Nice going Umberto,
Umberto Nicoletti <[EMAIL PROTECTED]>
10/22/2002 07:07 AM
Please respond to "Tomcat Users List"
To: [EMAIL PROTECTED]
cc:
Subject: [HOWTO] VIRTUAL HOSTING, APACHE 2.0.43, JK2, TOMCAT 4.1.12
I posted to this mailing list before with the subject: JK2 connector and
virtual hosting,
but got no answer.
After some more reading through the ML archives and the documentation
I eventually came up with a solution.
Just to annoy some more people I wrote a little HOWTO ;-).
Hope it will be useful to somebody.
Umberto
--
Umberto Nicoletti - [EMAIL PROTECTED] | [EMAIL PROTECTED]
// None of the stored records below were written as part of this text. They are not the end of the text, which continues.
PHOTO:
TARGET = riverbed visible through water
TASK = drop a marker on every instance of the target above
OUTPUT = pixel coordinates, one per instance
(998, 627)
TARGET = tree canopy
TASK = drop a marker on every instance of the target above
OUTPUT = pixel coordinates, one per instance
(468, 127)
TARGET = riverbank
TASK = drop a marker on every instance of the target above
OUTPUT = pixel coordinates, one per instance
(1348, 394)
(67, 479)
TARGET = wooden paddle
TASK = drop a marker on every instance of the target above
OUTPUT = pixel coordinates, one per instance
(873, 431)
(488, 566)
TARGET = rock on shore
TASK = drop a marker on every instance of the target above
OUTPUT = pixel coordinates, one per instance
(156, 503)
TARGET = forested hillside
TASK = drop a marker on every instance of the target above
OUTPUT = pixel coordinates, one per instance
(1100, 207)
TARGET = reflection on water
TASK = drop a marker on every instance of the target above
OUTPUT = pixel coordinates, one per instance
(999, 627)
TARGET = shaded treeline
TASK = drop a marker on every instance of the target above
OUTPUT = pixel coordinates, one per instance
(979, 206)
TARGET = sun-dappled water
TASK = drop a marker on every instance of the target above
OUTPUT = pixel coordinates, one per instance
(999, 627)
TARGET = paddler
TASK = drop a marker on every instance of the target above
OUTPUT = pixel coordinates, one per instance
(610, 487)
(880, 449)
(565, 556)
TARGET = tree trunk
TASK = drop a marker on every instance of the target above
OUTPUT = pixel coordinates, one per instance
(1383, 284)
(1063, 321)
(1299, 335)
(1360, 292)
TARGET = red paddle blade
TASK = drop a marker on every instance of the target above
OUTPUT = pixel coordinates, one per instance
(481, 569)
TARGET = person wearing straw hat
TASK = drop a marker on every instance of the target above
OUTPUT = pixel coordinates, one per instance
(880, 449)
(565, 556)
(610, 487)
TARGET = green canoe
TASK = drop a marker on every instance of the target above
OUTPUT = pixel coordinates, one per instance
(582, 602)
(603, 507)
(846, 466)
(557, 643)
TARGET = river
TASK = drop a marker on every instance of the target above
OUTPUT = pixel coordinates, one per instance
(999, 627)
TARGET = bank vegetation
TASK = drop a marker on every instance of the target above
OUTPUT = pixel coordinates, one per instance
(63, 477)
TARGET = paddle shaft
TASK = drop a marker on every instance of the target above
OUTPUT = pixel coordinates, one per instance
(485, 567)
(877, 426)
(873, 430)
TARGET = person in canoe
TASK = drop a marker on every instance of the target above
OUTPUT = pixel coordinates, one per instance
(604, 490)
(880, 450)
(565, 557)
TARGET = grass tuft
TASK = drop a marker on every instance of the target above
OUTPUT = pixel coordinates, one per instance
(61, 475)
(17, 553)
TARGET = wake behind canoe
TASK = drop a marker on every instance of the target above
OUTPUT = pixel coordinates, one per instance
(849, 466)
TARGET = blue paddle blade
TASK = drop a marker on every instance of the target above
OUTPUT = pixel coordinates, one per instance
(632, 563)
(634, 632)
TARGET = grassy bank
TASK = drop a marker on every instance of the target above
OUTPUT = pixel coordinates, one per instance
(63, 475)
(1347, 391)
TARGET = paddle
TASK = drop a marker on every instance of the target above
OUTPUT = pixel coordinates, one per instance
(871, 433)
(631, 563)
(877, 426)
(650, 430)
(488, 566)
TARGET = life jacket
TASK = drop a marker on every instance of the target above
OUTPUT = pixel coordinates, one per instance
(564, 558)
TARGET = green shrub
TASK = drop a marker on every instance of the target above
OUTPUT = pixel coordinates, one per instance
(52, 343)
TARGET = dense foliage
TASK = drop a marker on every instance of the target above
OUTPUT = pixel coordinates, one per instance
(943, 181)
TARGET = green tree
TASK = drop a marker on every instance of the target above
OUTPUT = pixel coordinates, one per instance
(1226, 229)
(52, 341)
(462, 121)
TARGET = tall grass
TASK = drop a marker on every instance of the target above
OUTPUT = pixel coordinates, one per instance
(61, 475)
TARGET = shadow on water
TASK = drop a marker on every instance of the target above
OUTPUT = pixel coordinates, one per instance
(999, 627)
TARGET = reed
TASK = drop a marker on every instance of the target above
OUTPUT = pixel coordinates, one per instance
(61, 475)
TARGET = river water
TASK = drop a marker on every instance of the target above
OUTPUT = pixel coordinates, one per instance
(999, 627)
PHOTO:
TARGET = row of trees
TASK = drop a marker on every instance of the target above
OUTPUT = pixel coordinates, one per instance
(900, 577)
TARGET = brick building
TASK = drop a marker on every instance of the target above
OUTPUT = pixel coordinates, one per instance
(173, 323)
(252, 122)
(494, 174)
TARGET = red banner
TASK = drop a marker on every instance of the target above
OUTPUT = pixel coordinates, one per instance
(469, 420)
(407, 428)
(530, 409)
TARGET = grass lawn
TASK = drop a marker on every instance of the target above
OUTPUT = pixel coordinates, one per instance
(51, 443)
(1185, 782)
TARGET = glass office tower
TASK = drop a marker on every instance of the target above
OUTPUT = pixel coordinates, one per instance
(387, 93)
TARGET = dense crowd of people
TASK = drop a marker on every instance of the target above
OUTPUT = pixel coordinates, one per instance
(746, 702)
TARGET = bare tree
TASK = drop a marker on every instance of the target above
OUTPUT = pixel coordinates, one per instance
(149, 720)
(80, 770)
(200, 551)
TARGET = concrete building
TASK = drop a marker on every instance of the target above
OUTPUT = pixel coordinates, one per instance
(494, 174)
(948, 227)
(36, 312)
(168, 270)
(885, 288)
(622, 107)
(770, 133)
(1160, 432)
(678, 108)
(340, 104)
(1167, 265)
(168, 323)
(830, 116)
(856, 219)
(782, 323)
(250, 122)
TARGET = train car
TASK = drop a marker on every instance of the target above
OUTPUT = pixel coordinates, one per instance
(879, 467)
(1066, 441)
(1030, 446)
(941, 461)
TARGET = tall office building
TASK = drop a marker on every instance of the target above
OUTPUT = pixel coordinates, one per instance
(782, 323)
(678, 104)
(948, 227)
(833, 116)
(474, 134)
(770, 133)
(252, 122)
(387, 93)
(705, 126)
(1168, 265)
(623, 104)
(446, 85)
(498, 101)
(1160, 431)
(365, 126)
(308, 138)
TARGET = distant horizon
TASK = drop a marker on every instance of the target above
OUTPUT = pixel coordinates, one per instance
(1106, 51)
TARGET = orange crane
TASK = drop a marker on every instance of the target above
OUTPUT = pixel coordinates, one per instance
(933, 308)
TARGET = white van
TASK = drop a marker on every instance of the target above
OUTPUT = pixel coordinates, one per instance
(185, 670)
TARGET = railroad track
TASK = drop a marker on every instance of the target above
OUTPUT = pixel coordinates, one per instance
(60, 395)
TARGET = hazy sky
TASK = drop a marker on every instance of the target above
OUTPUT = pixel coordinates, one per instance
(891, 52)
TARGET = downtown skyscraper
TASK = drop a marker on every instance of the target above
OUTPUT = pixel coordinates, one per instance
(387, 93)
Tel. 049-8239380 (assistenza)
"We'll try to make different mistakes this time." - Larry
Wall-------------------------------------------------------------------------
Apache 2.0.43 - Tomcat 4.1.12 - jk2 - virtual host HOWTO
-------------------------------------------------------------------------
Tue 22 Oct 2002 11:58:28 AM GMT-5
Umberto Nicoletti [unicoletti at prometeo.it]
DISCLAIMER
Insert usual disclaimer here.
unusual disclaimer
Please forget:
1) my English
2) typos
3) names of hosts and installation directories
Also be warned that this is a beta version I just wrote as a reminder. if
you
encounter errors or discrepancies between what it is written here and what
happens to
you following this howto (or just want to point out something more
clearly) please
email me a corrected version of this HOWTO.
/unusual disclaimer
SCENARIO
RedHat Linux 7.2
Latest 1.4.x Sun JDK:
#java -version
java version "1.4.1_01"
Java(TM) 2 Runtime Environment, Standard Edition (build
1.4.1_01-b01)
Java HotSpot(TM) Client VM (build 1.4.1_01-b01, mixed
mode)
Tomcat 4.1.12 binary
Apache 2.0.43 built from source
[./configure -prefix=/usr/local/apache2.0.43
--sysconfdir=/etc/apache --localstatedir=/var --disable-dav --enable-so
--enable-proxy --enable-proxy-connect --enable-proxy-http]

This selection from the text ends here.